Hi Sean, yes, that’s correct. The HiFiBerry image is a stand alone turnkey image. Just burn it onto a microSD and boot up the Pi; no Linux knowledge required. The downside is that you can’t log into it with a terminal and configure things, but you can access the FAT partition on the SD with a PC and configure WiFi (if required).
If you are thinking of a Linux install with Roon Bridge, rather than the HiFiBerry image, then checkout Rene’s DietPi guide. It is a very simple menu driven install but needs a keyboard and screen on the Pi when first configuring. They can be taken off and a terminal opened as usual later.
René - are you sure that the HiFiBerry image is auto-updating? I’ve not seen any evidence that it is. And the latest version that I’ve downloaded and burned onto my SD is claimed to be version 1.0.6 by HiFiBerry, but still reports itself as 1.0.4 in Roon…

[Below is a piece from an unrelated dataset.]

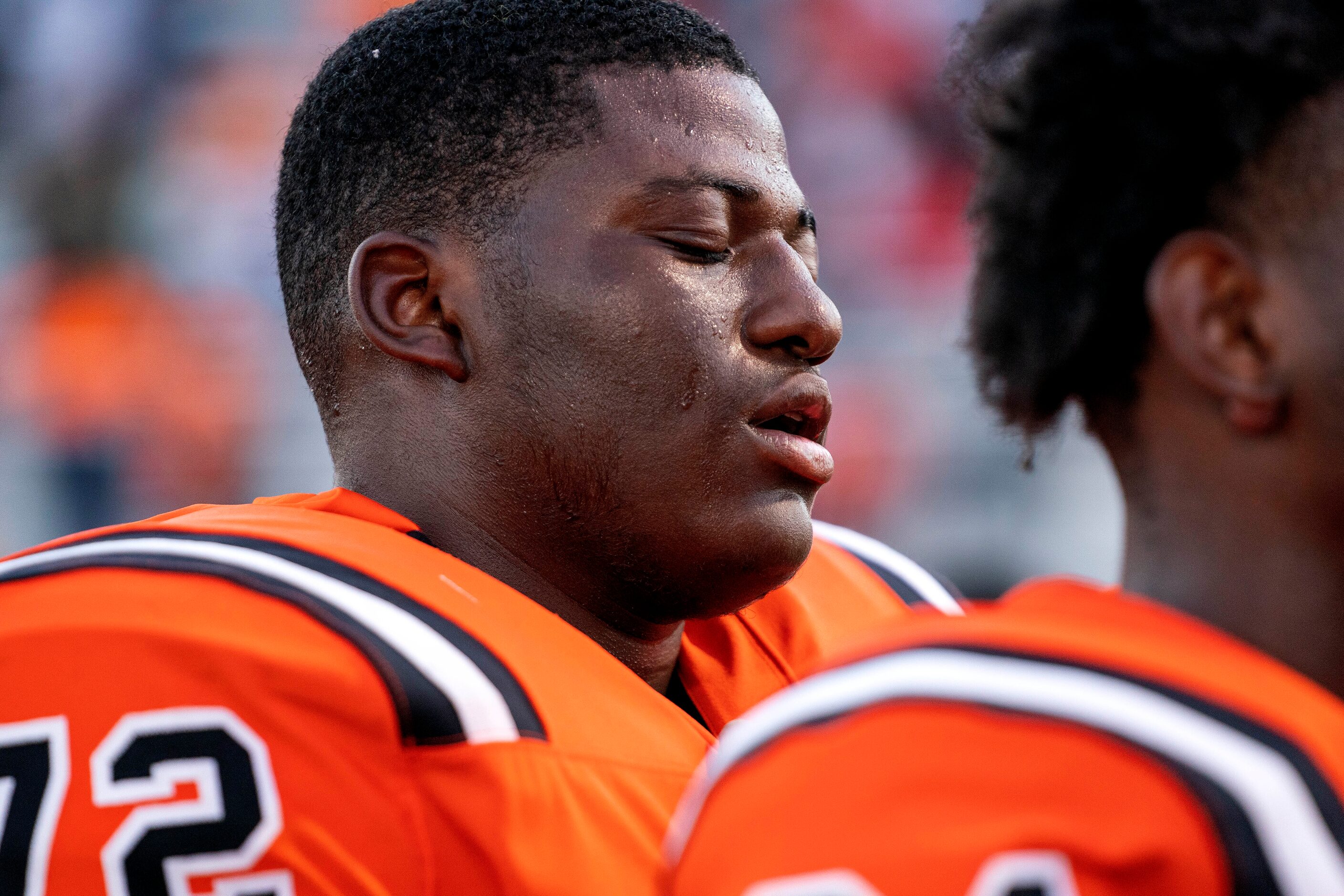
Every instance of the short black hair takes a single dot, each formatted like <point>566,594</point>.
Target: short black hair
<point>1109,127</point>
<point>433,115</point>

Like most Linux distros one of the first things it does is expand the file system and download updated modules. The login prompt appears after that. I had understood that you couldn’t open a terminal until that process was complete, but haven’t tested it exhaustively.

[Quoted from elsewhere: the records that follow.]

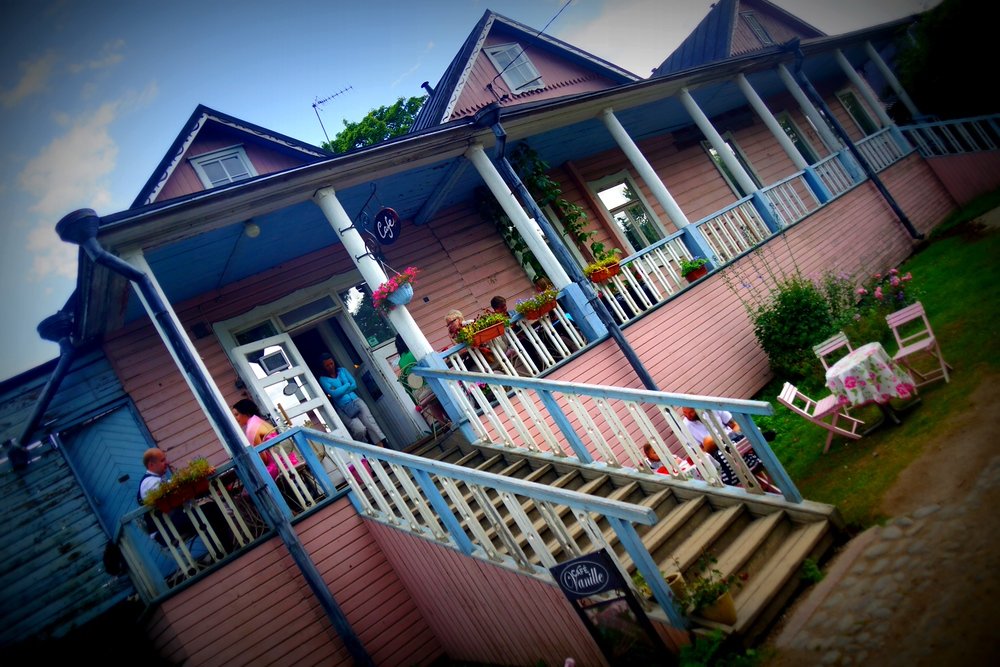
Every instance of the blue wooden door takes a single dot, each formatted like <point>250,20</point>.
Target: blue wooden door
<point>106,455</point>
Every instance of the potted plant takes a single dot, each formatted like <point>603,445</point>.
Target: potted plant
<point>396,291</point>
<point>708,592</point>
<point>538,305</point>
<point>605,265</point>
<point>694,268</point>
<point>186,483</point>
<point>483,329</point>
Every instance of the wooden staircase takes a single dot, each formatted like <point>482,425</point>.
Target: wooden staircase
<point>766,538</point>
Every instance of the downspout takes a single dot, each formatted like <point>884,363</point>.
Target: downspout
<point>80,227</point>
<point>57,328</point>
<point>492,117</point>
<point>793,46</point>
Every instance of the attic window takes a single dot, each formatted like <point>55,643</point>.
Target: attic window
<point>758,29</point>
<point>515,67</point>
<point>223,166</point>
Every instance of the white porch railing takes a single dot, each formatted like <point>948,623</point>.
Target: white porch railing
<point>791,199</point>
<point>833,174</point>
<point>879,150</point>
<point>611,425</point>
<point>734,230</point>
<point>164,550</point>
<point>952,137</point>
<point>525,348</point>
<point>647,278</point>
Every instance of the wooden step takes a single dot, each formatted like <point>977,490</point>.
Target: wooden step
<point>765,595</point>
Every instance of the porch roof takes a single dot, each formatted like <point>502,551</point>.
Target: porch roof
<point>196,244</point>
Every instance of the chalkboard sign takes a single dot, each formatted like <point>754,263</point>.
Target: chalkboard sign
<point>387,226</point>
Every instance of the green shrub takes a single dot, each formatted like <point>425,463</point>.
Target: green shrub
<point>796,317</point>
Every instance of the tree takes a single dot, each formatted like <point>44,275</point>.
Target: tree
<point>380,124</point>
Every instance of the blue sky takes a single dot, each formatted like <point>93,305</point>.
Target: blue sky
<point>93,93</point>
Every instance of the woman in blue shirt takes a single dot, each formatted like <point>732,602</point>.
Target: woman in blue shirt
<point>339,385</point>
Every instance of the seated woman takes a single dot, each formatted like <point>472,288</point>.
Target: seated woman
<point>258,430</point>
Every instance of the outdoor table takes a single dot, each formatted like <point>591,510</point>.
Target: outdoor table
<point>869,375</point>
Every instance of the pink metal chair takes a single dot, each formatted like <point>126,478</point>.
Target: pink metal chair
<point>918,339</point>
<point>825,413</point>
<point>831,345</point>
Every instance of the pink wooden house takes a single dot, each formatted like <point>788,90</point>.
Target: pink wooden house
<point>248,254</point>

So i’ve setup the Raspberry Pi 3 with HifiBerry’s Roon image for my Dad. As per attached it’s working really well !
It’s the Digi+ transformer version, with coax going into dad’s Denon AVR 4520 receiver. He doesn’t need to configure the Pi 3 for WiFi because his Denon has 4 built-in ethernet ports. So the Hifiberry image was the most straight forward for his setup.
His 4520 has built-in airplay (via ethernet) which is what he’s been using the past few years but RAAT sounds so much better, even from 16/44 music (within Airplay’s abilities).
Just a correction @RBM for future readers, so that we do not mislead.
Hifiberry RoonReady image is loginable now. U:pi, P:hifiberry.
It is a Debian/Jessie build, so… $ sudo raspi-config for password change.